Beauty - Life Expressing Itself

Definition

Beauty, as it is used in this magnet, catalyzes the qualitative experience of feeling enriched or bringing pleasure to one’s senses, mind, and/or spirit. The story of this magnet is revealed in the findings below. It was added after the other magnets were complete and the picture of the whole emerged. The process of growth is the process of creation. Stepping back away from the whole, I hold the stories with my awareness of their beauty - the qualitative experience of life expressing itself. As I reflected on our discussions over the course of the research, one particular story stood out.

Findings

Christy began her story by reading a favorite poem by Rumi. She asked that her story given the same title as the poem, “Let the Beauty We Love Be What We Do. ” Having been deeply moved by the poem and its connection to her story, I thought, “Sure, sounds good. ” I let it go and went back to my analysis.

Now, here lam at the end of my analysis, and everything that has most resonated for me has been included. Except one thing: Where does beauty fit? Beauty was discussed in relation to power, sexual abuse and safety, so at first I put it in the power magnet; I felt that exploiting or demeaning one's beauty is a misuse of power, and that one’s authentic expression of Self or dominion is often recognized as beauty. However, as I worked with the power magnet, the beauty piece always felt like a leftover. I dabbled with forcing it back in, because I had the rationale for including it, and I felt its potency in my body.

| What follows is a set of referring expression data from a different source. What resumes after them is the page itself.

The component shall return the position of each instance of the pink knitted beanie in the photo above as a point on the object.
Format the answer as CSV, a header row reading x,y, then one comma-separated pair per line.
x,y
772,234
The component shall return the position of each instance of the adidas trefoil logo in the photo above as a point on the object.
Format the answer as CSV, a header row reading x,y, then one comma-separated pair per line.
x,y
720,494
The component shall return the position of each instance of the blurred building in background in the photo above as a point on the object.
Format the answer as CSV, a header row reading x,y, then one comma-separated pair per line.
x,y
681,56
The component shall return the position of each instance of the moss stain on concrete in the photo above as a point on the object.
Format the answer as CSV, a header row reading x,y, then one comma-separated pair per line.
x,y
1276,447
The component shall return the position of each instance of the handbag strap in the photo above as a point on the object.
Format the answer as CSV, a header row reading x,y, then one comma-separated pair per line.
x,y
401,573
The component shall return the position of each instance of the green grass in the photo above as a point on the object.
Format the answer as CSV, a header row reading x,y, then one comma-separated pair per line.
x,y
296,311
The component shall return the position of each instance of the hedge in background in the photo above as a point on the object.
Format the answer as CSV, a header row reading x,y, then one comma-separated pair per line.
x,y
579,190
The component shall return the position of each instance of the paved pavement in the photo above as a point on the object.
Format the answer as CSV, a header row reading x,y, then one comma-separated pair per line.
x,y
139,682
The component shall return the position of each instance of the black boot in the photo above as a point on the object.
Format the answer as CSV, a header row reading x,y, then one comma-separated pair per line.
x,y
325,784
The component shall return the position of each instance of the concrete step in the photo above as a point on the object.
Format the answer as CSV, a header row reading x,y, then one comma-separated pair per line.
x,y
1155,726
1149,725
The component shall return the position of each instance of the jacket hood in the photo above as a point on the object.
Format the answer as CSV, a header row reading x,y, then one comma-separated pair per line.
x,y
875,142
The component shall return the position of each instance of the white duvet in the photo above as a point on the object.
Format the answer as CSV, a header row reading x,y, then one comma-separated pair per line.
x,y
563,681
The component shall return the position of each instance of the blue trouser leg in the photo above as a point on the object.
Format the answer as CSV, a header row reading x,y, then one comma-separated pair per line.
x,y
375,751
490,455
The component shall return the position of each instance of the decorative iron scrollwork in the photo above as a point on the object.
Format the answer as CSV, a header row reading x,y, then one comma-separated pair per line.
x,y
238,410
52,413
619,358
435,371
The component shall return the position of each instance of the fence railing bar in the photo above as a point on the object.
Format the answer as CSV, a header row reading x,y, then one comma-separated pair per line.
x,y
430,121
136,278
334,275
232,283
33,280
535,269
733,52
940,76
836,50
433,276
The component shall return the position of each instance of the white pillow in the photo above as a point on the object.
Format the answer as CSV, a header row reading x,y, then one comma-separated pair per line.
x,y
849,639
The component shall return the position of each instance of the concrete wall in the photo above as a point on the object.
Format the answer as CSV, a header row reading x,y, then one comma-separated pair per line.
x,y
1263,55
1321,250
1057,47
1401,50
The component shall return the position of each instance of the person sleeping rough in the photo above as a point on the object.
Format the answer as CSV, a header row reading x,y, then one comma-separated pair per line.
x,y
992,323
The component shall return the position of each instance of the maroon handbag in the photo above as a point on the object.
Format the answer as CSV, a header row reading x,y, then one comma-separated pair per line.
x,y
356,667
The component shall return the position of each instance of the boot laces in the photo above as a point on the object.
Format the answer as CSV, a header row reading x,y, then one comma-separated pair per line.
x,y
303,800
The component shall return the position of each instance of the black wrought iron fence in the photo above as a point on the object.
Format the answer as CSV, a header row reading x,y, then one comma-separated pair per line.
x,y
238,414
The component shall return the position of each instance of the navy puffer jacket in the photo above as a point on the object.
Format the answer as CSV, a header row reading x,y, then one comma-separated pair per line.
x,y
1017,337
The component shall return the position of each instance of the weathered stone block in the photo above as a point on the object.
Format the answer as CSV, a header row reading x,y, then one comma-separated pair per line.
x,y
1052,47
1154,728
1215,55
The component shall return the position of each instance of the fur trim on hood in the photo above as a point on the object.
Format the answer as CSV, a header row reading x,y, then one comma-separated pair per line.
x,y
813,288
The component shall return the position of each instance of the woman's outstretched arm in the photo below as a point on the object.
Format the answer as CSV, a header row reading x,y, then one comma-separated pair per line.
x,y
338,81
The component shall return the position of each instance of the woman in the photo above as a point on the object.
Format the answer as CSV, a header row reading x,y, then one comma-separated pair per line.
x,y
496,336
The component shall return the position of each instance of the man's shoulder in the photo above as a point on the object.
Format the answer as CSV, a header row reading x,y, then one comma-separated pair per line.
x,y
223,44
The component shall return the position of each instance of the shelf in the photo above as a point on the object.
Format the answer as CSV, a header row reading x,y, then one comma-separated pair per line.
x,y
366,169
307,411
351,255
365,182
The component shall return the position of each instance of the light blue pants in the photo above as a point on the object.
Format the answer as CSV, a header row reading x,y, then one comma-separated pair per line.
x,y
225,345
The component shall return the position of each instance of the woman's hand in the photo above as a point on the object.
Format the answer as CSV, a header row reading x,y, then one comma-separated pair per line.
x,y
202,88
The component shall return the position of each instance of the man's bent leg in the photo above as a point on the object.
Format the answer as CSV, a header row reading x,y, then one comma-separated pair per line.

“Oh, but then again, there’s also a painfully exquisite beauty in the differentiation process. Yes, it should go there, ” I decided in a moment of triumph. But again, as with power it was always the last leftover piece.

About the same time I was finalizing the findings in the power magnet, all the rest of the remaining pieces of the magnets merged together, so that what emerged was a sense of the whole. I describe this experience in the Theory section of Chapter 5: Summary and Conclusion; one product of the experience was a diagram which, as I worked with it, reflected this feeling of completion. It was nuanced and detailed enough for a sensual feeling of rightness and satiation in my body, and simple enough to clearly communicate the complex process in a digestible form. As I wrote my final reflection on the process I had just outlined, I realized in a moment of vivid awareness that I was looking at the whole of the creative process in my diagram (included in Chapter 5). The word “beauty ” immediately rose to mind. In an instant I realized that beauty needed its own magnet and a capitalized first letter. I came to see the see that beauty can't be seen up close at the level of power; one must take a step back and see the whole. Like a panorama or a sunset, one must get some distance to see the details blend for a sense of the whole. I had needed to stand back to perceive the profound beauty in the process of growth. Finally Beauty had a place and became it own magnet.

The following discussion of Christy’s story first seemed to belong with the magnet, Call to Differentiate. However, Rose and the co-researchers pointed out the nuances that made this example so poignantly beautiful. More than just revealing the “product” of the process of differentiation, Christy’s journey, through Christy herself, reveals the beauty of the process of life.

After reciting the Rumi poem and introducing the items on her altar, Christy began her story thus:

Christy: I was born with birth defects. I’ve got to tell you that phrase has damaged so much inside. What is it to be defective from birth?

If you read Christy’s story [see Appendix K], which I hope you do, you will discover that she has had many more emotionally and physically disfiguring experiences than any one person should have to bear in a lifetime. A woman living with her physical realities and the emotional reality of being labeled defective from birth must, like all women eventually, define beauty on her own terms. As one of the elders in our group, Christy taught us a great deal about defining our own beauty. That is the true irony of the powerful beauty of her life.

Like the beauty of Christy's story, Rose's comments stand on their own. Therefore, there will be no discussion following these findings.

Rose: I’m not sure if I’m resonating with this or if I just feel so moved by it. Your story. The whole journey, with all of the health issues and then sort of being scapegoated in your family because of it. All the hardship around all of that and yet the incredible spirit that is beautiful and has flourished in spite of or even because of it. I was wondering, at times when you were talking about all the difficulties, even as such a young child, if that had everything to do with the mystic that you have become. The deep connection and understanding that you have that is well beyond most people.

Christy: I think you’re right in the sense of I’ve become exactly who I am because of all those things. While I wouldn’t wish sexual abuse on anybody, it’s also that which has spurred me to do something different in my life. To take it consciously and work with it and somehow shift it, change it.

Rose: It makes me think of your little story about “I will find beauty” you know. Having been dumped on and abused or whatever. Then here you are coming out playing the harp! What kind of image is that? It’s the power of the spirit to survive and thrive. It’s beautiful.